According to Director of Curriculum Vincent Gagliostro, the second-grade standards include one day of instruction and are met by three videos each about 2 minutes long. After the videos, the health teacher will talk to the class, have a very short discussion and then the students will move on to gym class.
Students who have opted out of the new standards will go to a different special class and then join their classmates in physical education. Opt-out letters were sent on September 9.
“Just to clarify, when students are going to the special [class], any student who did opt out of this will go with the class and just file off to the other specials course,” Gagliostro said. “So, it won’t be where we’re pulling students out of the classroom, because in those grade levels, when they go to specials, they come from the homeroom class, walk down the hall and they go into their specials rooms.”
Gagliostro also said if a student has a question the teacher cannot answer scientifically, they will be directed to ask their parents about it.
“That’s why they say, you need to go home and talk to your parents about this because they don’t want to influence the kids with their viewpoints,” Gagliostro said. “That was what they were all very adamant about.”
The district will continue with its same curriculum for grades five, eight and 11 because the existing curriculum has already covered the standards.
“All of the new standards that were updated from the state are covered with the current curriculum that we used when I went through school in fifth, eighth and 11th grade,” Gagliostro said.

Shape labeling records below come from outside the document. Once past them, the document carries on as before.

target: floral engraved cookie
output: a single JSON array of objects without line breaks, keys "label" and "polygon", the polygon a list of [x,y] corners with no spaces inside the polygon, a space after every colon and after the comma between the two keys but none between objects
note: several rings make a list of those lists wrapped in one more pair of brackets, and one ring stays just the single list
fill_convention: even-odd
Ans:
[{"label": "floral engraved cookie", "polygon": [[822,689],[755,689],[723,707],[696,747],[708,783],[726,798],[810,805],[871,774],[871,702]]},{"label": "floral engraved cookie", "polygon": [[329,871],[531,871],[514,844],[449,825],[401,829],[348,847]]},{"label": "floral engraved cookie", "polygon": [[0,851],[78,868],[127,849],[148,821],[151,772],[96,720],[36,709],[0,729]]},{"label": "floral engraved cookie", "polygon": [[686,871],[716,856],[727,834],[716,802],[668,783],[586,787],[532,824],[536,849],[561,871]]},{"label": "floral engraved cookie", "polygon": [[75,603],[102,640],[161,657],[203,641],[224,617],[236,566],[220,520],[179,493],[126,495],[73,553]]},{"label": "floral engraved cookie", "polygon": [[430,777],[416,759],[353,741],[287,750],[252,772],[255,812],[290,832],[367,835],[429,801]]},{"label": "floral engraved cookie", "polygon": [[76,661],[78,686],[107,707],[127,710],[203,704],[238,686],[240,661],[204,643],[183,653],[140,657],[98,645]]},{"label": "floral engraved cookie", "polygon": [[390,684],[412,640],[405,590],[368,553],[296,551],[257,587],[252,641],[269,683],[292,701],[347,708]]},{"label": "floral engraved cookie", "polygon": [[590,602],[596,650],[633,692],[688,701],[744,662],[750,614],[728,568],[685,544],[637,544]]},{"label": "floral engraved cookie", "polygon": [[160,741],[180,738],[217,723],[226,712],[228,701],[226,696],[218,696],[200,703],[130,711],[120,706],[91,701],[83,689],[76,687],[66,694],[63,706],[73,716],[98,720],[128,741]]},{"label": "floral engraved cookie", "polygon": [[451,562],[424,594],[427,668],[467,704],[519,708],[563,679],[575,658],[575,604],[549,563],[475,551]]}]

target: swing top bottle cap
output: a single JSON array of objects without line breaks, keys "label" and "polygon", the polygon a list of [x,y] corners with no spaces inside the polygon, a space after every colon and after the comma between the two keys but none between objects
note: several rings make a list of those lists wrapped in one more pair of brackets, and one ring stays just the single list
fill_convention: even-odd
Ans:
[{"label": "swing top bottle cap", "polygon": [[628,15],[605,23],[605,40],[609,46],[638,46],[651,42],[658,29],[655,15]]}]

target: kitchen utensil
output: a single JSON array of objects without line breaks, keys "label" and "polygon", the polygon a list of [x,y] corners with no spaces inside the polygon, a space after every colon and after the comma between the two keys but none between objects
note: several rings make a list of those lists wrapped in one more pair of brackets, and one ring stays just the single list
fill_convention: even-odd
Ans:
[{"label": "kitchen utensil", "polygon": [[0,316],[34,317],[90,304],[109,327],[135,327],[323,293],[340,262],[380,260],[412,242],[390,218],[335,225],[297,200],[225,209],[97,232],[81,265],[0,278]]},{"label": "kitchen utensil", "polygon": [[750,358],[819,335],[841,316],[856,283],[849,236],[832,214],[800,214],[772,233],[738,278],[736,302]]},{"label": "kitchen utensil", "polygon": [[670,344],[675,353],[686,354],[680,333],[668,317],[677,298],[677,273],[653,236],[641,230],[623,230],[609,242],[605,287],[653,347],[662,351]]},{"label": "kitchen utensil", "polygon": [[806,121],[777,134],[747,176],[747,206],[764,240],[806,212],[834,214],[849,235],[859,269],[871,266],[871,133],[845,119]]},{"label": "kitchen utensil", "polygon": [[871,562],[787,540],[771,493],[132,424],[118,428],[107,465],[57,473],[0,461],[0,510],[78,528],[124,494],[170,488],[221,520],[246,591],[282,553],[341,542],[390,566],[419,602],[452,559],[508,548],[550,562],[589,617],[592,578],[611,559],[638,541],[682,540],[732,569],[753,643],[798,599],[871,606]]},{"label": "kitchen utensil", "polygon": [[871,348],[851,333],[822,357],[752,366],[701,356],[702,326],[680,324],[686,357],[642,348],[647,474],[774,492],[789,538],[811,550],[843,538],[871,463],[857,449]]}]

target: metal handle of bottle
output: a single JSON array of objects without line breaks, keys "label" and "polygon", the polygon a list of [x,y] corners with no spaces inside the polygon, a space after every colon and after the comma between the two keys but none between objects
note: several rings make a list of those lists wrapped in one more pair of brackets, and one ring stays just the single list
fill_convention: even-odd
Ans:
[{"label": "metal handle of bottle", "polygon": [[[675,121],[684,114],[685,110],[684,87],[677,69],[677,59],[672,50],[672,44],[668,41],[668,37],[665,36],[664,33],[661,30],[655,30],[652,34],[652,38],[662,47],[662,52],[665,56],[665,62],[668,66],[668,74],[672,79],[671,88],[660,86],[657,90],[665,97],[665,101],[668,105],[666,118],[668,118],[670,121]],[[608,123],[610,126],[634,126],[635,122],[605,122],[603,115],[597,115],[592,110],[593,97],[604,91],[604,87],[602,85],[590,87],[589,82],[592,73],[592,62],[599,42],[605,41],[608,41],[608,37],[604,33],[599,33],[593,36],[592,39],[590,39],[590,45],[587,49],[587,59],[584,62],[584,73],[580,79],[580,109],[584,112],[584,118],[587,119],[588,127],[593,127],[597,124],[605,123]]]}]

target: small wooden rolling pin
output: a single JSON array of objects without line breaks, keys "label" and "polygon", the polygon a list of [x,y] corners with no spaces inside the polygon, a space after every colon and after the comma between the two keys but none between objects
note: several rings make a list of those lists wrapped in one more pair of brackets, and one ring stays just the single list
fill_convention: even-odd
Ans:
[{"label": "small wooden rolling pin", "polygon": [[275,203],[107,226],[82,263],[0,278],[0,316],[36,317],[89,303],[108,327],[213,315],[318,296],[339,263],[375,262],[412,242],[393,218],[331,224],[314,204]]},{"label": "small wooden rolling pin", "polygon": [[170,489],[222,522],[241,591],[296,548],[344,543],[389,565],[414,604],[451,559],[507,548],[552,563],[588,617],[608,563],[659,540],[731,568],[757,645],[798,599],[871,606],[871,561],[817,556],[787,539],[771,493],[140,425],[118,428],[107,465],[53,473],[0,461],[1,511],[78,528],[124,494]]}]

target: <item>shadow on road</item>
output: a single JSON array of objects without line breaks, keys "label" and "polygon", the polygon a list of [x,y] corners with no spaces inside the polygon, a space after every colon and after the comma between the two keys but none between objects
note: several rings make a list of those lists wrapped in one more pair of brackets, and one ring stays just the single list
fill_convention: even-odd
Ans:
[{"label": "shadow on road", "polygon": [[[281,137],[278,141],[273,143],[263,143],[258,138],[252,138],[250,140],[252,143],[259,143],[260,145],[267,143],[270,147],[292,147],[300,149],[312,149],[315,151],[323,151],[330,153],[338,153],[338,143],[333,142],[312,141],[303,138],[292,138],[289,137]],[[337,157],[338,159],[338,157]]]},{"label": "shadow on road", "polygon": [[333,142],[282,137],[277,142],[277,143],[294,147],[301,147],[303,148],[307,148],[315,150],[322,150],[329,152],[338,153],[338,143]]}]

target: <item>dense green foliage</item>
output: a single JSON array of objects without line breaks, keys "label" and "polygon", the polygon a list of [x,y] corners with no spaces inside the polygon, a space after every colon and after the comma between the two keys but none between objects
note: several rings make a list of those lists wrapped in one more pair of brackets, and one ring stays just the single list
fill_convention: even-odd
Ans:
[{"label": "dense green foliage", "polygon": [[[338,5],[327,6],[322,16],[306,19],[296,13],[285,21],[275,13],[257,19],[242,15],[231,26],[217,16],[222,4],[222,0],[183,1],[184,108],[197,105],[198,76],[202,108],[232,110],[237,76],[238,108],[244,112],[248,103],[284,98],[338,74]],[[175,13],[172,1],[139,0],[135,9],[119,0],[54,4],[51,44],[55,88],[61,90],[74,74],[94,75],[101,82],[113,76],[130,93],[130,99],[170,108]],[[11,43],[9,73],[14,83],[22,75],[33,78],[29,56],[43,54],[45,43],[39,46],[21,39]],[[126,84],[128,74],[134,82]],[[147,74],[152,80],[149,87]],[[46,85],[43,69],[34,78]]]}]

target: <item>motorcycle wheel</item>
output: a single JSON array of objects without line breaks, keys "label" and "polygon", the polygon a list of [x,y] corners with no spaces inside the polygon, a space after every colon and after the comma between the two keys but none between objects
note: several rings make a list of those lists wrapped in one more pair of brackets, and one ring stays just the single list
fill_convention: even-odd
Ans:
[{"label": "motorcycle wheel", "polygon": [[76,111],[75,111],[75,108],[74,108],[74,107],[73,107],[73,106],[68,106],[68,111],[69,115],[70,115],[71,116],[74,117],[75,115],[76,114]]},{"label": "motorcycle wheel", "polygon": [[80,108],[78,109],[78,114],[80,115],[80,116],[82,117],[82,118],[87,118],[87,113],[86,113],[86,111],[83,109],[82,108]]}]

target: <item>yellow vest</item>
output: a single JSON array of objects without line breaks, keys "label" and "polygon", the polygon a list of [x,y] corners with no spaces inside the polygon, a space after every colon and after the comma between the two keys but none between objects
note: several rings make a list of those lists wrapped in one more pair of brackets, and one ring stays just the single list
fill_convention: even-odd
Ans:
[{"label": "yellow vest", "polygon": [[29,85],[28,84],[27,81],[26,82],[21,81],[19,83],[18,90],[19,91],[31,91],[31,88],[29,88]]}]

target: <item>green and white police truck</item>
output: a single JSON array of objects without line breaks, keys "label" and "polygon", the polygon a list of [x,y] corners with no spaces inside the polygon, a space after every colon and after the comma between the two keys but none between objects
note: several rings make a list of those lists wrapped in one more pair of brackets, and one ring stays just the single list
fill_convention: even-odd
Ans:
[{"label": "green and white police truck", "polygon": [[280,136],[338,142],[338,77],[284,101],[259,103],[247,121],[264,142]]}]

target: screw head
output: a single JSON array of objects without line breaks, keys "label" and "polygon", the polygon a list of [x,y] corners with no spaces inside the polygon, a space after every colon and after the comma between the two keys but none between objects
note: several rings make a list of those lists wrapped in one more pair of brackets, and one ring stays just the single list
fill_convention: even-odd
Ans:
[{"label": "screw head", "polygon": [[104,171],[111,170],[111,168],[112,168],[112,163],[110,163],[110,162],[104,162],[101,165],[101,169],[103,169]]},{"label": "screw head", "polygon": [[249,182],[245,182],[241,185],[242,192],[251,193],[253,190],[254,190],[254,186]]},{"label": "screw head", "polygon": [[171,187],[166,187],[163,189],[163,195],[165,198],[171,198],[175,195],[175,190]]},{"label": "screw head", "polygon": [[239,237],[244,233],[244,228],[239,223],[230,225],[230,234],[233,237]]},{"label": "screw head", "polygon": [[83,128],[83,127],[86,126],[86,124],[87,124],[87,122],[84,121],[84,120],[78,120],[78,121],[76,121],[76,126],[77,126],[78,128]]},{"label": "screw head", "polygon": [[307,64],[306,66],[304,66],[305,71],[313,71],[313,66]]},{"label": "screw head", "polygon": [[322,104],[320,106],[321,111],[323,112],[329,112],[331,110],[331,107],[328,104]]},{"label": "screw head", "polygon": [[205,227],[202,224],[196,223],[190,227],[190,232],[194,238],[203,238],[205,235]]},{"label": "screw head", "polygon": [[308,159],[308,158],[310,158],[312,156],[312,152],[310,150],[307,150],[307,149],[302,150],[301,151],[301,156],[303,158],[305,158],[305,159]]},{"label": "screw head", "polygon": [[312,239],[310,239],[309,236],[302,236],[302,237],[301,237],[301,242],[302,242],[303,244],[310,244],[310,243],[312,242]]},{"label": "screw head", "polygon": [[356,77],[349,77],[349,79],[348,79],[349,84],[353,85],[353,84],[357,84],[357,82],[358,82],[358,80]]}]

He said opt-out forms will be available as they always were in the past.
Township resident Doreen Edwards asked why the “majority” who didn’t want the new standards taught, had to opt out. However, nothing presented at the meeting indicated that the majority of parents were opting out.
“Why [does] the minority [have] the say and the majority has to opt out?” she asked. “That just doesn’t make sense to me.”
She also told the district to say “no” to the state about the new standards, something that cannot be done at this stage with substantial financial losses, since the standards were already agreed upon in 2020.
Business Administrator Patricia Radcliffe-Lee said that state aid would be at risk if the district didn’t teach the mandated curriculum.
“If you’re going to keep some of our funding from us, keep it,” Edwards said.
Radcliffe-Lee said the district receives about $20 million in state aid, which averages to about $6,600 per student. She said the possibility of losing that is “alarming” to her.
“The state hasn’t been tested yet on what they will do, so I can’t address that,” she said. “All I can tell you is the amount of state aid we do receive, and if the state is telling us that it could be at risk, that’s the total amount that could be at risk.”